Ellis-Jones was on air the day reports started filtering through that Malaysia Airlines Flight 370 was missing, and also when MH17 was brought down over eastern Ukraine a few months later.

“I remember the audible gasp in the newsroom when reports came through that 38 Australian citizens or residents were on board,” she says.

For Ellis-Jones, natural disasters always have a personal impact, due to the sheer magnitude of the human toll.

“I was on air for the 2009 Black Saturday fires in Victoria, the 2019-2020 Black Summer bushfires in New South Wales, the 2010 Queensland floods and then Cyclone Yasi.”

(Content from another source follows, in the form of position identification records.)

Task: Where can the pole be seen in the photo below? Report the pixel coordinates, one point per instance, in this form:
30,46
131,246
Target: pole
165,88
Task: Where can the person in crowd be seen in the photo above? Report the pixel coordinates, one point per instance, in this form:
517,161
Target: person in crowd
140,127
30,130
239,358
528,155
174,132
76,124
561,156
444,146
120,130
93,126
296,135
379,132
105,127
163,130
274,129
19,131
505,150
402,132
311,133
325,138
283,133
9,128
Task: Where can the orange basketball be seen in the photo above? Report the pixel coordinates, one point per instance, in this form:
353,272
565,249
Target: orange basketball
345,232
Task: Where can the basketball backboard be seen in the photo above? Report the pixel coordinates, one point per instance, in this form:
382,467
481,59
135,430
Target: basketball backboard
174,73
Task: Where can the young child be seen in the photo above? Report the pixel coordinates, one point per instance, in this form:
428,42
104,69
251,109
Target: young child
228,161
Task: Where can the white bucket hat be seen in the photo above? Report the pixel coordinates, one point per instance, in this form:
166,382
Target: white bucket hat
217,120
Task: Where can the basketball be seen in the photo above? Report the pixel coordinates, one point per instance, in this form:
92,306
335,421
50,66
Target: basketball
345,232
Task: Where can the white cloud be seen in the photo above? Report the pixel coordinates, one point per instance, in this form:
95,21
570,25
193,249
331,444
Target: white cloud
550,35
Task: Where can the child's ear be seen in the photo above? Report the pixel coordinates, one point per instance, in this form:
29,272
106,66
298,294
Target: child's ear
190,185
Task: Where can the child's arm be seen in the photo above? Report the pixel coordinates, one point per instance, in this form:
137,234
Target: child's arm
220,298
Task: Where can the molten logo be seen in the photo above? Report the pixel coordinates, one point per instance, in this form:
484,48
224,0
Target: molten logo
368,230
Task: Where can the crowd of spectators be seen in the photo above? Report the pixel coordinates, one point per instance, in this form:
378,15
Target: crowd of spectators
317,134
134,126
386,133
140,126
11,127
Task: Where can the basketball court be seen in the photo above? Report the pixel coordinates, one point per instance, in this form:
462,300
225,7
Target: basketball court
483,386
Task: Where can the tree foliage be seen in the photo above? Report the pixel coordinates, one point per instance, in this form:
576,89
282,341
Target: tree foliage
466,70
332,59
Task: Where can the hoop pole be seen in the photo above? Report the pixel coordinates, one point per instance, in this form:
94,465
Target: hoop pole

But there have been plenty of uplifting stories, too.

Adam Scott’s 2013 Masters win. The Beaconsfield mine rescue. When little Cleo Smith was found alive and well.”

There are those at the coalface who are quick to assert that rumours of radio’s impending demise have been greatly exaggerated.

“I’ve been in radio long enough to remember the warnings in the mid 2000s that our medium ‘was dying,’” says Ellis-Smith.

“Back then, pundits were quick to predict the demise of radio to digital platforms. And I admit I was spooked and jumped to TV.”

But Ellis-Jones says what followed was a remarkable transformation.

“’Audio’ was reimagined – paving the way for a profound diversification and fragmentation of the industry. News organisations evolved, in order to stay relevant.”

Some things haven’t changed, though.

“Our commitment to quality journalism remains as steadfast as ever. We continue to keep localism at our core.”

“We value diverse voices and strive to look and sound like modern-day Australia. Our craft remains the same, it’s just the methods of distribution have evolved slightly.”

Ellis says today, news is hot property in podcasts.

“We know listeners are hungry for it and brands enjoy aligning to its premium nature. We see this as a huge opportunity at ARN, given we have journalists in so many far-flung locations across the country.”

“Our news on-demand is just as important as our news on-air. We commission digital-first news content, that has a life beyond the top of the clock.”

For Ellis-Jones, greater personalisation is the holy grail.

“Our podcast Your News Now enables listeners to stay informed about the stories that matter to them, by using audience location data and preferences.”

“It has given us a whole new avenue for bespoke and relevant content opportunities.”

“Customised news means a more intimate connection with the audience.”

Australian commercial radio celebrates 100 years tomorrow, November 23rd.